Дружный хохот покрыл его слова. Туфта с возмущением показал президиуму на зал.
— Как ни смейтесь, а я еще раз скажу, что молодежь — это барометр. Ленин несколько раз об этом писал.
В зале моментально стихло.
— Что писал? — долетело из зала. Туфта оживился:
— Когда готовилось Октябрьское восстание, Ленин давал директиву собрать решительную рабочую молодежь, вооружить ее и вместе с матросами бросить на самые ответственные участки. Хотите, я вам прочту это место? У меня все цитаты выписаны на карточках. — И Туфта полез в портфель.
— Мы это знаем!
— А что писал Ленин о единстве?
— А о партийной дисциплине?
— Где Ленин противопоставлял молодежь старой гвардии?
Туфта потерял нить и перешел к другой теме:
— Тут Лагутина читала письмо Юреневой. Мы не можем отвечать за некоторые ненормальности дискуссии.
Цветаев, сидевший рядом с Школенко, прошептал с бешенством:
— Пошли дурака богу молиться, он и лоб расшибет!
Школенко так же тихо ответил:
— Да!
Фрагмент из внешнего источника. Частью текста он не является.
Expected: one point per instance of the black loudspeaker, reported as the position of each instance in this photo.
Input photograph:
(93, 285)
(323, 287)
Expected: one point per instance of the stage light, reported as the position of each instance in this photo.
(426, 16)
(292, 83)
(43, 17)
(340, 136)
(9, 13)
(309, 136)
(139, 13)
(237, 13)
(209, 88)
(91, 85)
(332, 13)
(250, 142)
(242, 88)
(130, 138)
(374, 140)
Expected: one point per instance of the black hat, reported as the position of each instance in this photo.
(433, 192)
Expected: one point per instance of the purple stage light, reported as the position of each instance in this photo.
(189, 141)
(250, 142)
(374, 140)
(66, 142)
Этот болван провалит нас окончательно.
Тонкий, визгливый голос Туфты продолжал сверлить уши:
— Если вы организовали фракцию большинства, то мы имеем право организовать фракцию меньшинства!
В зале поднялась буря.
Туфта был оглушен градом возмущенных восклицаний:
— Что такое? Опять большевики и меньшевики!
— РКП не парламент!
— Они для всех стараются — от Мясникова и до Мартова!
Туфта взмахнул руками, словно пускаясь вплавь, и азартно зачастил словами:
— Да, нужна свобода группировок. Иначе как мы — инакомыслящие — сможем бороться за свои взгляды с таким организованным, спаянным дисциплиной большинством?
В зале нарастал гул. Панкратов поднялся и крикнул:
— Дайте ему высказаться, это полезно знать! Туфта выбалтывает то, о чем другие молчат.
Стало тихо. Туфта понял, что пересолил. Этого говорить, пожалуй, не стоило сейчас. Его мысль сделала скачок в сторону, и, заканчивая свое выступление, он засыпал слушателей ворохом слов:
— Вы, конечно, можете исключить и запихать нас в угол. Это уже начинается. Меня уже выжили из губкомола. Ничего, скоро увидим, кто был прав. — И он выкатился со сцены в зал.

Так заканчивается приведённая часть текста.